Wie kann man die Fähigkeit eines Mitarbeiters zur Selbststeuerung messen?

 

Es beginnt mit einer simplen Frage, die Sie sich selbst stellen können: Wie hoch schätze ich die Fähigkeit des Mitarbeiters zur Selbststeuerung ein? Allein diese Frage wird Ihnen ganz neue Erkenntnisse liefern.

 

Natürlich können Sie den Mitarbeiter befragen aber noch besser ist es ihm eine Aufgabe zu geben und zu beobachten:

  • Setzt er sich Ziele?
  • Plant er Wege?

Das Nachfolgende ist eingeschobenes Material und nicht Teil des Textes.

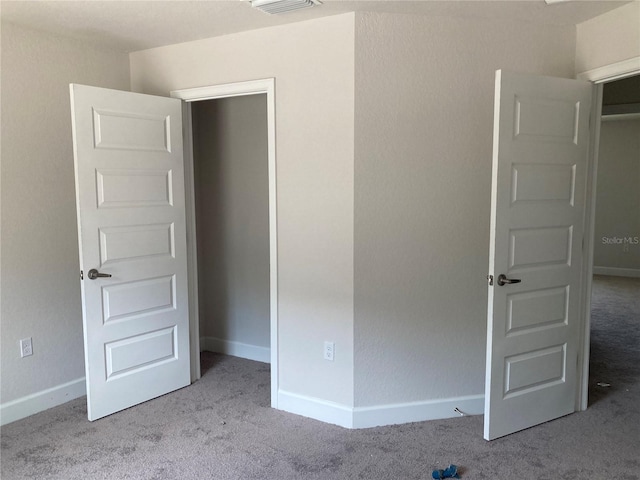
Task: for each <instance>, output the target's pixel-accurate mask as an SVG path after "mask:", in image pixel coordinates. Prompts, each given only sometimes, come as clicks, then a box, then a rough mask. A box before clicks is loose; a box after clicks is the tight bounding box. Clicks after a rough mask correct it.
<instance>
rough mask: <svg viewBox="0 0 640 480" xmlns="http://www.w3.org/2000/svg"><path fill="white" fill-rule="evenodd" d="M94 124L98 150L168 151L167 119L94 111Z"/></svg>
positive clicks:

Und wenn ja, wie: genau, grob, agil, etc.?
  • Überprüft er sich selbst bei der Ausführung?
  • Traut er sich Korrekturen vorzunehmen, wartet er ab oder handelt er, wenn Probleme auftreten?

 

Schauen Sie weniger darauf, welches Ergebnis er erreicht, als wie er versucht das Ziel zu erreichen. Das sagt ihnen etwas über seine Selbststeuerungsfähigkeit.

 

Erhebung der Selbststeuerung in Einstellungsgesprächen

 

In Einstellungsgesprächen ist eine direkte Beobachtung schwierig. An ihre Stelle muss dann eine Befragung treten, die zeigt, wie sich jemand in der Vergangenheit gesteuert hat.

Beispiele für Fragen:

  • Schildern Sie Ziele, die Sie sich in der Vergangenheit gesetzt haben (berufliche wie private, aktuelle wie historische)
  • Wie kamen Sie zu Ihrer Entscheidung? (aus dem Bauch, nach Beratung mit Freunden, nach ausgiebiger Recherche, etc.)
  • Wie sind Sie vorgegangen diese zu erreichen?
  • Gab es Prioritäten, die Sie setzen mussten? Was haben Sie zurückstellen müssen?
  • In welchem Ausmaß haben Sie das Ziel erreicht? Was waren die Konsequenzen, die Sie daraus gezogen haben?

 

Am besten fangen Sie gleich beim nächsten Einstellungsgespräch an oder gehen der Frage nach, wie ausgeprägt die Fähigkeit Ihrer bestehenden Mitarbeiter zur Selbststeuerung ist.

 

Viel Spaß und bis zum nächsten Mal!

 

 

 

* Nicht verschweigen will ich, dass in den letzten Jahren vermehrt Kritik an den ursprünglichen Experimenten Walter Mischels bzw. deren Schlussfolgerungen aufkam. Es konnte z.B. nachgewiesen werden, dass das Bildungsniveau der Herkunftsfamilie eine große Rolle spielte in der Fähigkeit das Essen des Marshmallows hinauszuzögern. Noch entscheidender war, wie vertrauenswürdig die Kinder den Psychologen fanden. Kinder alleinerziehender Mütter etwa misstrauten der Zusicherung des männlichen Psychologen, ein weiteres Marshmallow zu erhalten, eher, als Kinder aus „intakten“ Familien. Ihr Verhalten war weniger Ausdruck fehlender Selbstkontrolle, als fehlenden Vertrauens. Einfache Schlüsse, was aus einer Person wird, nur weil sie ein Marshmallow sofort isst, verbitten sich aber ohnedies. Für unseren zentralen Punkt, der Selbststeuerung mehr Aufmerksamkeit zu widmen, sind diese Einschränkungen aber kaum relevant.